It can be fairly argued that David Corn and Mother Jones changed the direction of the 2012 election with their publication of the audio of Mitt Romney’s “47 percent” audio. It seems very doubtful that the same will happen their sudden discovery that Ted Cruz defended Texas law as Solicitor General — even when the law in question turned out to be arguably silly, and certainly titillating. Corn tells the tale of the efforts by Texas to impose a ban on the sale of sex toys, and the effort Cruz put into representing the state in court:

In 2007, Cruz’s legal team, working on behalf of then-Attorney General Greg Abbott (who now is the governor), filed a 76-page brief calling on the US Court of Appeals for the Fifth Circuit to uphold the lower court’s decision and permit the law to stand. The filing noted, “The Texas Penal Code prohibits the advertisement and sale of dildos, artificial vaginas, and other obscene devices” but does not “forbid the private use of such devices.” The plaintiffs had argued that this case was similar to Lawrence v. Texas, the landmark 2003 Supreme Court decision that struck down Texas’ law against sodomy. But Cruz’s office countered that Lawrence“focused on interpersonal relationships and the privacy of the home” and that the law being challenged did not block the “private use of obscene devices.” Cruz’s legal team asserted that “obscene devices do not implicate any liberty interest.” And its brief added that “any alleged right associated with obscene devices” is not “deeply rooted in the Nation’s history and traditions.” In other words, Texans were free to use sex toys at home, but they did not have the right to buy them.

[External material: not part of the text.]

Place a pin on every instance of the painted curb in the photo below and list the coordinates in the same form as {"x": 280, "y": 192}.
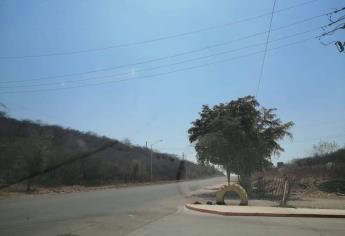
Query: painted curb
{"x": 229, "y": 213}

The brief insisted that Texas in order to protect “public morals” had  “police-power interests” in “discouraging prurient interests in sexual gratification, combating the commercial sale of sex, and protecting minors.” There was a  “government” interest, it maintained, in “discouraging…autonomous sex.” The brief compared the use of sex toys with “hiring a willing prostitute or engaging in consensual bigamy,” and it equated advertising these products with the commercial promotion of prostitution. In perhaps the most noticeable line of the brief, Cruz’s office declared, “There is no substantive-due-process right to stimulate one’s genitals for non-medical purposes unrelated to procreation or outside of an interpersonal relationship.” That is, the pursuit of such happiness had no constitutional standing. And the brief argued there was no “right to promote dildos, vibrators, and other obscene devices.” The plaintiffs, it noted, were “free to engage in unfettered noncommercial speech touting the uses of obscene devices” but not speech designed to generate the sale of these items.

The appeals court eventually ruled against Texas in the case, citing Lawrence as its precedent. It almost seems quaint to recall a case from nine years ago regarding sex toys in light of that Supreme Court decision, and Corn milks the dissonance for all its worth. However, this is basically a non-sequitur, as Creuz had no control over the policy in the first place.

What exactly is a Solicitor General? Basically, it’s an attorney who represents a state or federal government in appellate courts. Usually they work with attorneys general, as Corn notes in this instance, in order to give their clients the best representation of their position possible. They often are called to argue positions that might not represent their own beliefs or agendas as part of that effort — just like any other attorney, they have a duty to prioritize the interests of their clients first over their own. In this case, the legislature passed a law that the governor had signed, and the state decided they wanted to defend the law in court on appeal. It was Cruz’ job to come up with the most compelling argument he could craft to serve his client’s interest.

As part of his pitch for the presidency, Cruz does use his successes as Solicitor General in defending liberty interests. Doesn’t that make this case fair game to paint Cruz as somehow anti-sex and anti-sex-toy? Er, no, not really. Being a successful Solicitor General demonstrates how well Cruz can make the sale on those issues, with which he has explicitly aligned himself. At best, one could look at his loss in this case as perhaps an imputation that his powers of persuasion have some limits, but that’s about all. That, however, doesn’t allow people to ask in essence, “But what about the dildos?”

A parting thought: I wonder if and when Corn and MoJo will discover how Hillary Clinton represented an alleged rapist by painting his teenage victim as a slut. At that point, I’d expect the “every client has the right to the best representation” argument to emerge.